Gary, what do you recommend as a fire stop? What about Roxul in the wall cavities? I am located in Thunder Bay, Ontario, Canada. 2" XPS is what I have. 


Sent from my iPhone using Tapatalk


----------



## Windows on Wash (Aug 30, 2011)

http://www.firestop.com/education/nbc.pdf

http://www.firestop.com/education/nbc.pdf


----------



## Gary in WA (Mar 11, 2009)

There ya go.... lol.

How much above grade block wall is there, my concern is forcing the moisture to that non-waterproof/non-sill sealed/non-vapor barrier wood to rot from direct capillarity; http://www.greenbuildingadvisor.com...essure-treated-sill-plates-and-building-code? 

Gary


----------



## maurzy01 (Mar 4, 2015)

Windows on Wash - Thank you!

Gary - I didn't measure exactly but I would guess in this particular location the blocks extend 2.5'-3' above grade. I don't believe the sill plate has ever been replaced, although it shows signs of moisture, the house was build in 1954. If I sealed the top cavities of the blocks, I am assuming that wouldn't change any wicking issues as wood would still be in direct contact with the conrete.


----------



## Windows on Wash (Aug 30, 2011)

maurzy01 said:


> If I sealed the top cavities of the blocks, I am assuming that wouldn't change any wicking issues as wood would still be in direct contact with the conrete.

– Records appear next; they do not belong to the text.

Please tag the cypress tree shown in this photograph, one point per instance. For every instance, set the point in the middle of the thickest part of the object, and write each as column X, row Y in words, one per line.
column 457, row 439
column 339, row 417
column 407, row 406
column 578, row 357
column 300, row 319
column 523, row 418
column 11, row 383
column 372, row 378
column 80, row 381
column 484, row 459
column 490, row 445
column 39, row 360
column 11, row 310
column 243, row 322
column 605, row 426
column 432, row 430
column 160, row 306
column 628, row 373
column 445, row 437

Shouldn't really change it.

My thinking is that the additional insulation on the block and sealing if from the inside air could lessen its ability to dry to the interior in the AC months, however, if the grading and flashing details are good on the exterior, the potential is reduced.

Most of the moisture issues on basement walls in your climate are going to be a result of the winter time conditions and too much moisture (condensation) on the walls via poor insulation materials and application.


----------



## Gary in WA (Mar 11, 2009)

I've found there are a lot of Gary's on this forum.... send me a PM if you need a one-on-one.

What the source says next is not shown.